The depressing sermon about depression.
There was a sermon a couple of weeks ago entitled “I have a friend who… is totally depressed.” The sermon discussed depression, its causes, treatments, and a little bit about what to do if you’re a friend of someone who’s depressed.
As someone who struggles almost constantly with depression, I frankly was very discouraged by this sermon. I think it tried to cover too much ground and ended up covering nothing. It didn’t get to the heart of any aspect of depression. It actually emphasized medication more than counseling or relying on the fellowship of a Christian community. Apparently the first thing we should do if we’re depressed is see our doctor. What about a trusted Christian friend? What about getting recommendations of a good Christian counselor? What about natural supplementation? What about all the nasty side effects of these magic pills? I believe seeing a doctor is important, but you have to be very careful about who you see. I think some of my depression is related to my thyroid, so treating my thyroid would help me more than antidepressants. So if a doctor wants to give you antidepressants without any investigation, walk away.
The only tidbit of advice that this sermon gave about how to be a good friend to someone who’s depressed is to not tell the depressed person to pray more or have more faith. I agree that this is good advice, but for a sermon entitled “I have a friend who is totally depressed” I’d expect a little more than that.

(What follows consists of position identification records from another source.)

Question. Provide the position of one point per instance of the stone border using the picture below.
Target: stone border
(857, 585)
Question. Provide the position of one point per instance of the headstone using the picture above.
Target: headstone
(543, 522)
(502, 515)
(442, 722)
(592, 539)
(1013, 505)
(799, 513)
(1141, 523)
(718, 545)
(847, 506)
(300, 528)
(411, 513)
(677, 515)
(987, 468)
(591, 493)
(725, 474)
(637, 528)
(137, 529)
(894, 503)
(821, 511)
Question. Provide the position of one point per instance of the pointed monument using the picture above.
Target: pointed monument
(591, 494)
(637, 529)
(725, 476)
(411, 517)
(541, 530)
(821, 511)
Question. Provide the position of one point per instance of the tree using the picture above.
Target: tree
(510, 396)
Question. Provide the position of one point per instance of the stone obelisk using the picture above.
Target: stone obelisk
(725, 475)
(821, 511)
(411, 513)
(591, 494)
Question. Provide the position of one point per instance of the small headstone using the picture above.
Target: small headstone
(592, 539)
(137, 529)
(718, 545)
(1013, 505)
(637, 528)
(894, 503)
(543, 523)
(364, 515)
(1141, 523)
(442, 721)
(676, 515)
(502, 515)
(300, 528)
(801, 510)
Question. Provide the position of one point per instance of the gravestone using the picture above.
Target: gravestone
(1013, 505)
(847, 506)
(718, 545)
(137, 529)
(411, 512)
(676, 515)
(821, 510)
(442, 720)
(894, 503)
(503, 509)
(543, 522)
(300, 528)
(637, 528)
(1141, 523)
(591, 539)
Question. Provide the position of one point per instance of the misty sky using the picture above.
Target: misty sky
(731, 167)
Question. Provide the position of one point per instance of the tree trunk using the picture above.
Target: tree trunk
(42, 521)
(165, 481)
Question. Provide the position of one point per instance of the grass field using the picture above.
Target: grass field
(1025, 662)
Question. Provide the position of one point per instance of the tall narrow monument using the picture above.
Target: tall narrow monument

I guess I’ll take a stab at that question. First of all, it’s not enough to say, “Call me if you need to talk.” Someone who’s depressed isn’t all about taking initiative, especially at their worst. I think people do this to feel better about themselves, you feel like you’ve done something without actually doing anything at all. If you want to really be a friend to someone who’s depressed, you need to initiate some contact, even if it appears to be rejected. Depressed people often feel invisible, and I really think it’s because people treat them that way because it’s easier to ignore them than to risk some uncomfortable exchange. And then initiate the contact again.
And when you talk to them, show some respect. I’ve been treated like I’m stupid because I’m depressed. People have tried to reason me out of my feelings. Telling me I shouldn’t feel alone, sad, like an outcast, etc. because of whatever reason. This just makes me feel more alone, and confirms that neither you nor anyone else ‘gets’ me at all.
One of the areas where you need to show respect is the decision to medicate or not. I personally have chosen not to medicate, but I have also known people who have been given flack for choosing to medicate. I was in a group situation where I chose to make my struggle with depression known, and I got a flood of people telling me to take medication without even asking what my opinion was. They were so patronizing as to include in the group prayer that I would become comfortable with taking medicine and realize that it didn’t show weakness in my faith. Yet another situation where I knew I couldn’t discuss my depression with this group of Christians anymore.
I will share why I have chosen not to medicate. I believe that my depression is spiritually and biologically based. I think I know myself better than any of you do. Second, I believe that God created our bodies to process what is found in the natural world. Artificial chemicals usually do more harm than good. This fact has already been shown to be true in many instances. Anti-depressants are associated with suicide attempts in adolescents. They have been shown to kill the beneficial bacteria in the intestine, thus lowering immunity and causing malnutrition. They’ve also been shown to increase water retention and weight gain, the last thing I need. Also, the long term effects of these drugs are not known; the people who are taking these drugs are the guinea pigs. So, for me, no thank you. You’ll notice that none of my reasoning has to do with me thinking it would show weakness or being concerned about what people think of me. As far as I’m concerned no one has the right to judge how I deal with this, especially someone who does not struggle with depression.
Medication is an area where if you choose to bring up the subject, you need to ask questions first. Why has your friend chosen to medicate or not? And then listen. If you think their reasoning is flawed, gently point it out and present it as simply your opinion. You can’t force it one way or another, and if you’re disrespectful you will accomplish nothing but making the person feel more alone and hopeless. Once again, depressed people aren’t stupid, they’re depressed.
I can not speak for all people who’ve struggled with depression, but if we choose to open up to you, first of all take it as a compliment. I’m very careful about who I talk to about what I’m going through. Also, please don’t try to fix me. I need to know that someone accepts me just the way I am, and if I feel like you see me as an improvement project, I’ll just feel rejected. Not every discussion I have has to be about my problems. Make an effort to get to know me. There’s more to me than my depression, though it may not look like it at times. And let me get to know you too. I sometimes feel like people deflect the conversation back to me because I’m the one that’s needy and needs fixed. One of the things that will help me, and I believe other depressed people, the most is taking the focus off of ourselves and our little world.
One last thing to keep in mind. Even if your friend shows some improvement and does well for awhile, it is likely that she will struggle again, maybe in a month or in a year. I know it is very tempting to think that this person is cured, so you don’t have to deal with her anymore, but it’s likely not true. So if you’re not in it for the long haul, don’t even bother. I’ve seen people lose interest in me as soon as they think I’m “better” and move on to the next project. Earn your points with Jesus somewhere else. I can’t take it.